A woman I know once told me a story of a family friend of hers, a dad who had a teenage daughter.  One day, a boy came to the door to pick up this man’s daughter for a date.  The dad met his daughter’s prospective date at the door and said, “You are not taking my daughter out.”

The woman who told me this story was appalled that a dad would do such a thing, that he would assert his power like that, that he would put his daughter in such an awkward position.

I was appalled that she was appalled.

And I realized that she and I we were on very clearly opposite sides of an important moral, and primal, issue.

The woman who told me this story had a big problem with a dad doing that, ever.  I have a big problem with a dad NOT doing that, ever.  A father who lacks the will to protect his family from potential harm is not a real man in my eyes.  In fact, I believe he is a contemptible weakling.

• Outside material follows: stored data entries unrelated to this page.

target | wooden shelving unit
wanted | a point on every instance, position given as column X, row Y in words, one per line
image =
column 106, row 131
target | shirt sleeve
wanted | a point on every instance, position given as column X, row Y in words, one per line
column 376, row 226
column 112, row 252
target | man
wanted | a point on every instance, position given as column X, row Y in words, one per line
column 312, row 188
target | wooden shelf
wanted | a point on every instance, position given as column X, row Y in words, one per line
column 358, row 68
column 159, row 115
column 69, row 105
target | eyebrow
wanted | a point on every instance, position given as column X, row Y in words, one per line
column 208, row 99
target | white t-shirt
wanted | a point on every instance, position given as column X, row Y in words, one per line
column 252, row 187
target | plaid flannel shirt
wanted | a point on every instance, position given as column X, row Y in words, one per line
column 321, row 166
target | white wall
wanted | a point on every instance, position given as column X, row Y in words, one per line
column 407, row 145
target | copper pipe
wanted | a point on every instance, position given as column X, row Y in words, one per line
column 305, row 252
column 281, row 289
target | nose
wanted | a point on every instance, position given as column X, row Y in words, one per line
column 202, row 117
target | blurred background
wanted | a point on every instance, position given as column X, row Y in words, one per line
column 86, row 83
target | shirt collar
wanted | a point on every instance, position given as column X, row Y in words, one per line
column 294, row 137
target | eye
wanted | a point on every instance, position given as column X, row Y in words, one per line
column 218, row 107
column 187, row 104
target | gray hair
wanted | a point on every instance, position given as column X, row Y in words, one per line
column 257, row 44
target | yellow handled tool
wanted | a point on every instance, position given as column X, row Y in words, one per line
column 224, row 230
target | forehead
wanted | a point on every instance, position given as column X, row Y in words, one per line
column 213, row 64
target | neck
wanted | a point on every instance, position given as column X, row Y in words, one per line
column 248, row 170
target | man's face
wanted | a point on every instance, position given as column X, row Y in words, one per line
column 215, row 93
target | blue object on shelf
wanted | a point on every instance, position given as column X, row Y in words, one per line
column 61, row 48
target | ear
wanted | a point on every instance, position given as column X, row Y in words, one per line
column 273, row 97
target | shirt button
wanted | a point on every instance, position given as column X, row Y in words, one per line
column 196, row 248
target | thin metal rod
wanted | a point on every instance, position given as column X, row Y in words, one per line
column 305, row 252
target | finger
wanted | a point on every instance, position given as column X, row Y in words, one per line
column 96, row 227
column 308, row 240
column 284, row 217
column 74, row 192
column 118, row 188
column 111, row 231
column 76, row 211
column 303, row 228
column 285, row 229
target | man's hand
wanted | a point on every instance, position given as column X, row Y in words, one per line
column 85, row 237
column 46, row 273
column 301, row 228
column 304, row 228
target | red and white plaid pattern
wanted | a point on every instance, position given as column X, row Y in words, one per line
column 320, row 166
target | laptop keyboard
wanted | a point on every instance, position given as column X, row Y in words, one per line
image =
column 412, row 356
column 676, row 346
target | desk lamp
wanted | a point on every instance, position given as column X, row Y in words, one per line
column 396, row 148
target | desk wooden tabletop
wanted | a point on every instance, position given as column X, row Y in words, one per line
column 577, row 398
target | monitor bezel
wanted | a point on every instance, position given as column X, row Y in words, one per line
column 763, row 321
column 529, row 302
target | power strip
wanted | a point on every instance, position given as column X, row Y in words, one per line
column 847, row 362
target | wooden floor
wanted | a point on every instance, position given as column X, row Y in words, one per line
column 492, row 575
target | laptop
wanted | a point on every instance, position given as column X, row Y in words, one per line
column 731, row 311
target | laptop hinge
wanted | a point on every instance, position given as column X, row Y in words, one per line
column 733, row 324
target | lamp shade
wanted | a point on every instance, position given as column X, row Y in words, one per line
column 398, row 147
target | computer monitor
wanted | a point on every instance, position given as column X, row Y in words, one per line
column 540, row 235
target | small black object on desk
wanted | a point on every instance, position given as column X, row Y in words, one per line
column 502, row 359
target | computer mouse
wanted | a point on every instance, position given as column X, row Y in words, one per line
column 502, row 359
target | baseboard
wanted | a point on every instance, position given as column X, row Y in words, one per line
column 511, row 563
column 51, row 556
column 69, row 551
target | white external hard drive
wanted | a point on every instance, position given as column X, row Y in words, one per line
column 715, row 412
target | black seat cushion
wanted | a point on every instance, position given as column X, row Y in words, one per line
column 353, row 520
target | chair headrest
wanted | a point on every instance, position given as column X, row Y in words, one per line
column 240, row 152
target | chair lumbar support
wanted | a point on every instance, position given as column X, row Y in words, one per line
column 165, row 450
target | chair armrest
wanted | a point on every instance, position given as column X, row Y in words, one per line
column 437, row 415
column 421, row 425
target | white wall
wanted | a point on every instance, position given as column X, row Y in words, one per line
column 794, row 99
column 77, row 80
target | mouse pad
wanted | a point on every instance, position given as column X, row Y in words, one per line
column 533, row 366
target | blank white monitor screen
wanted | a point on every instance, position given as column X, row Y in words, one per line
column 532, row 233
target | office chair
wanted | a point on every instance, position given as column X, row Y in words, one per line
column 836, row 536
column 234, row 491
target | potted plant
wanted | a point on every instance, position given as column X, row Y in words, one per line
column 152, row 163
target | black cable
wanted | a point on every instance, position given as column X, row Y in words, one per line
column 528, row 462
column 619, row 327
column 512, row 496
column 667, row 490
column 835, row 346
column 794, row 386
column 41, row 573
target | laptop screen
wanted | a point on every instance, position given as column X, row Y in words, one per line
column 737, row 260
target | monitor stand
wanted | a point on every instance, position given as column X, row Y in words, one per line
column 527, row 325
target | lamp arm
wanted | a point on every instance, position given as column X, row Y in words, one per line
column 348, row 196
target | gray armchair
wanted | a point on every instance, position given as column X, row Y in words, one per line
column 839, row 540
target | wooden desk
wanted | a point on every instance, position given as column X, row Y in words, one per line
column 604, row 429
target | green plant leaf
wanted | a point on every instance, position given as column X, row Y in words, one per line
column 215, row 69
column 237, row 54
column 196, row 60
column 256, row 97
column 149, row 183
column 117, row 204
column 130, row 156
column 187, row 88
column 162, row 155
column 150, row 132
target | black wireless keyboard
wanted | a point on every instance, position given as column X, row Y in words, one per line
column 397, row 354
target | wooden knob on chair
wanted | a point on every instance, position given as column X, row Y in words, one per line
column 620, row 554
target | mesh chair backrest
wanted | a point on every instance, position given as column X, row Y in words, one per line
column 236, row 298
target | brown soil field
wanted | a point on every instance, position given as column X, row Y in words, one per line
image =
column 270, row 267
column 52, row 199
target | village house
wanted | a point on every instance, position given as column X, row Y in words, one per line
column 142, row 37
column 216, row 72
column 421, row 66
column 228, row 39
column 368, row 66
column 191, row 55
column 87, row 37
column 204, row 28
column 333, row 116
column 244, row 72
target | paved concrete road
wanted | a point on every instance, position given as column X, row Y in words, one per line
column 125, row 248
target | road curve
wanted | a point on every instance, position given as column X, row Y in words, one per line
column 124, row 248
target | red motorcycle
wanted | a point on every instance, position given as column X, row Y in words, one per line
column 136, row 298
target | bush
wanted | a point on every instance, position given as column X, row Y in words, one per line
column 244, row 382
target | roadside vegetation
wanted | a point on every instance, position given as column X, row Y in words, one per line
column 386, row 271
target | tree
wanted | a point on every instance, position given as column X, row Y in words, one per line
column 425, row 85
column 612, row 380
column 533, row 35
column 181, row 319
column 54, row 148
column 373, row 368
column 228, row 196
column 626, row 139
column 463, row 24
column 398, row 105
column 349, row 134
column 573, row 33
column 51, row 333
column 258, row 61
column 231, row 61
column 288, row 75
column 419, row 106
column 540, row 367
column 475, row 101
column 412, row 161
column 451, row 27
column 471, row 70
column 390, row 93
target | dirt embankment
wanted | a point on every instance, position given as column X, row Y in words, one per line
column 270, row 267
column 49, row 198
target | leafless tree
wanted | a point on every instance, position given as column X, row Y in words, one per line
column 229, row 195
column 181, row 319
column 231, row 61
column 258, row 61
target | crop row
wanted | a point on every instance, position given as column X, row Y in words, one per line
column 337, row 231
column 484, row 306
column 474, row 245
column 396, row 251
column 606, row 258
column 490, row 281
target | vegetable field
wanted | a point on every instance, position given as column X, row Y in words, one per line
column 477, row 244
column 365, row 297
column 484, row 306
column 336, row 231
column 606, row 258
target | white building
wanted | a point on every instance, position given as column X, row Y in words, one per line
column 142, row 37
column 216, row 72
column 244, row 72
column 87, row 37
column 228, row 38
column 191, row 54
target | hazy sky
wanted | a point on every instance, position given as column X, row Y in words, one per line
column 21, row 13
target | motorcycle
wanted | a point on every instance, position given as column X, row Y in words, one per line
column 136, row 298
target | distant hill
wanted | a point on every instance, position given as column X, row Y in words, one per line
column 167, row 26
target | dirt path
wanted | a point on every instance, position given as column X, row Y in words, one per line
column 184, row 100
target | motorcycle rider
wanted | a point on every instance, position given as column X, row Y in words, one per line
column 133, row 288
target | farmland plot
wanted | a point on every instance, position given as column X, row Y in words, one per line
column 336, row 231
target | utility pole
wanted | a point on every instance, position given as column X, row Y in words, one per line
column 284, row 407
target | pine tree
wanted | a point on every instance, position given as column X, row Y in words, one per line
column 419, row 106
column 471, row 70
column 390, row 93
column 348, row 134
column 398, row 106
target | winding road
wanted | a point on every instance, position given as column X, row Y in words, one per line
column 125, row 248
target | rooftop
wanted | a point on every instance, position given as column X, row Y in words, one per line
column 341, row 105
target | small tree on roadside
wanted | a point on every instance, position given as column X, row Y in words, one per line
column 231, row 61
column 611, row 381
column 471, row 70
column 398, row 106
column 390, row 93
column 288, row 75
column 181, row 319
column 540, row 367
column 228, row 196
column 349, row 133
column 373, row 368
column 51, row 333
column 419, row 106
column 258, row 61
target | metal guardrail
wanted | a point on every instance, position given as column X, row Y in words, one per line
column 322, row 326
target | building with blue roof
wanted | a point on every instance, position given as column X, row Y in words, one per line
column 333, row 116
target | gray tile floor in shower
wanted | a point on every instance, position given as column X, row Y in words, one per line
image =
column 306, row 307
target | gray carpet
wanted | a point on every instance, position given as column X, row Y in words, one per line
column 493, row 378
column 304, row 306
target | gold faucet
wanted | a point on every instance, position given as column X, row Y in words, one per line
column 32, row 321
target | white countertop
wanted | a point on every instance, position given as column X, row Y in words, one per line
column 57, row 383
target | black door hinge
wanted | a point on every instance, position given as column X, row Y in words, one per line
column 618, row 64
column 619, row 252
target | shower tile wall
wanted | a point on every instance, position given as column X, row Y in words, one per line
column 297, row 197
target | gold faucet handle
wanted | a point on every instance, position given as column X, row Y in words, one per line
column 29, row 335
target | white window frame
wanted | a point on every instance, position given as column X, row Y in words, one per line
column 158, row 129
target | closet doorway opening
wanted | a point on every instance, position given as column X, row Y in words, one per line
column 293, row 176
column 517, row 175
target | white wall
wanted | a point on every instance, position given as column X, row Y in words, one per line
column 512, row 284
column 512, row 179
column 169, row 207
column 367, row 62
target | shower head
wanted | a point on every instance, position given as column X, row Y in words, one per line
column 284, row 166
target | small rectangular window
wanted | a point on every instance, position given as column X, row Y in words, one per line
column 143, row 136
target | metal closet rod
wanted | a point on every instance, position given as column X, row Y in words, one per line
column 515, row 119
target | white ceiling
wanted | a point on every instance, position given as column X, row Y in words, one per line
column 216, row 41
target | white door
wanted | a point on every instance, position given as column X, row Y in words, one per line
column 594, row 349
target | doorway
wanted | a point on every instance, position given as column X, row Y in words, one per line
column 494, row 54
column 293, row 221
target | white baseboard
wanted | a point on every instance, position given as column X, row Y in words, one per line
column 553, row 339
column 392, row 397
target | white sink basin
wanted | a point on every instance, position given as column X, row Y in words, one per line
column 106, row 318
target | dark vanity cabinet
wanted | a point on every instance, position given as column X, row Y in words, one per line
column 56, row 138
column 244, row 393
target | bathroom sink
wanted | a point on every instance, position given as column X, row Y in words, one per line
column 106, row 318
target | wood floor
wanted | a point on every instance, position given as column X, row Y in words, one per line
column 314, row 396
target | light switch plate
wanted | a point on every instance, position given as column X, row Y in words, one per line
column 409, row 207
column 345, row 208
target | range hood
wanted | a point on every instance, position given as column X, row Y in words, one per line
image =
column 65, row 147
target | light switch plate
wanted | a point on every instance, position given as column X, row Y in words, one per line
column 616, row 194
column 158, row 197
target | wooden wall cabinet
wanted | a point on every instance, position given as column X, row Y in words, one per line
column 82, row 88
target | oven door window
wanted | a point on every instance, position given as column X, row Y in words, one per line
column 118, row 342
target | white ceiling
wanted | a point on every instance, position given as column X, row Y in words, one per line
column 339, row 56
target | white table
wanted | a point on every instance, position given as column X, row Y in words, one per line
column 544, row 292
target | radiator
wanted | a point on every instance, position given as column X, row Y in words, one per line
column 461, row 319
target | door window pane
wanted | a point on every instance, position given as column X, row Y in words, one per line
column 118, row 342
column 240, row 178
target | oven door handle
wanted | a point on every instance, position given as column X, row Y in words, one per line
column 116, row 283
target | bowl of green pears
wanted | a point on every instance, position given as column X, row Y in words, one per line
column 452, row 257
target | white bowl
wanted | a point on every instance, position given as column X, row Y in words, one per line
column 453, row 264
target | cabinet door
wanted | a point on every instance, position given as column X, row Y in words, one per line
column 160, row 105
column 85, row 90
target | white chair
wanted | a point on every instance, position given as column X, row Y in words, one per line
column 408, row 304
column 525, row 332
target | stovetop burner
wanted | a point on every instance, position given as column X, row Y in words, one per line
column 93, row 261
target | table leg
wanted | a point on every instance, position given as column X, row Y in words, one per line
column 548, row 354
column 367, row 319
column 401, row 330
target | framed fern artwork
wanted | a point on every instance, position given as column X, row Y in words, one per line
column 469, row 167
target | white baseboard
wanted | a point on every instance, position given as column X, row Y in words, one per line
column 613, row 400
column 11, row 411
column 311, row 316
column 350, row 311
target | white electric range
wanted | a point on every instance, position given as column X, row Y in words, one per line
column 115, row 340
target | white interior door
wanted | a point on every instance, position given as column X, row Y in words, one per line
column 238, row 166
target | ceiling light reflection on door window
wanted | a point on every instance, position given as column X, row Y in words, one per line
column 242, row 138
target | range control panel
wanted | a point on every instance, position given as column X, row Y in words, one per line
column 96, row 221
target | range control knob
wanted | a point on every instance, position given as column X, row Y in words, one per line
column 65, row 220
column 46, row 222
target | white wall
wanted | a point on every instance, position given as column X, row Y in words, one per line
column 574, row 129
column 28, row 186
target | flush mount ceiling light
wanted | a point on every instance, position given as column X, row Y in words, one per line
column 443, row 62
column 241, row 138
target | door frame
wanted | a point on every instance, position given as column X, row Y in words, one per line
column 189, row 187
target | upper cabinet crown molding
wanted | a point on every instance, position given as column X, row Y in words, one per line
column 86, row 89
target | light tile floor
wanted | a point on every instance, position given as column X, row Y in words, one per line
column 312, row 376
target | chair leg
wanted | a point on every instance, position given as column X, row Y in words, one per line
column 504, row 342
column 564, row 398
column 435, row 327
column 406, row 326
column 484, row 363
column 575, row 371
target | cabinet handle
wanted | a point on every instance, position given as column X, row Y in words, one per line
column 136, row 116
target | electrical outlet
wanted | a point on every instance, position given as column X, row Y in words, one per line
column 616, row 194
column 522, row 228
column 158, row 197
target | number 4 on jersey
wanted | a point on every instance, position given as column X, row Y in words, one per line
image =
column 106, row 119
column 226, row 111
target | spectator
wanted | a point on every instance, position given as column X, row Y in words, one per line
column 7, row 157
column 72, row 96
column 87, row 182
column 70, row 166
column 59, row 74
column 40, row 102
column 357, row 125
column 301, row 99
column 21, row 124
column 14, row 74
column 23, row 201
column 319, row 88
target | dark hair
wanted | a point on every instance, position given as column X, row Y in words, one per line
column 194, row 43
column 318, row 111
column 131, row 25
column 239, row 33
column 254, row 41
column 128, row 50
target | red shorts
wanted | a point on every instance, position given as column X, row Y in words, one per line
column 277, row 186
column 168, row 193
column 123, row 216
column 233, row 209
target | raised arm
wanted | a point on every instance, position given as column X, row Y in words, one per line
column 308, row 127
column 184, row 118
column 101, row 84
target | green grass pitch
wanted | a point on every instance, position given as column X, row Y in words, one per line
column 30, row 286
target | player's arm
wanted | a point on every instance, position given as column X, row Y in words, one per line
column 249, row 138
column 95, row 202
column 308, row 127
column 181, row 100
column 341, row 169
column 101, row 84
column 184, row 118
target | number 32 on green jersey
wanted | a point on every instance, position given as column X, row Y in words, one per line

I believe a man should be a protector.  I believe one of the primary functions of a father is to safeguard his family.  If this man had a strong impulse to repel a particular boy from his family, and he acted on that impulse, then I salute him.  He is doing his job.  He is being a man.

If I had daughters, I’d be the kind of dad sitting on the porch with a shotgun across my lap, greeting the boys if/when they came calling.  I would want to put fear into those boys.  And the boys who respected me for that fear, they would be the ones who would eventually earn my respect.

It is a healthy and character-building thing for boys to fear the fathers of the girls they want to take out.

The Purpose of Authority
Whether family, city, or nation, the protection of its members from harm is the most basic function of authority.

Whether family, city, or nation, it is a healthy thing for any potential interlopers to fear the authority of the entity into which they are interloping.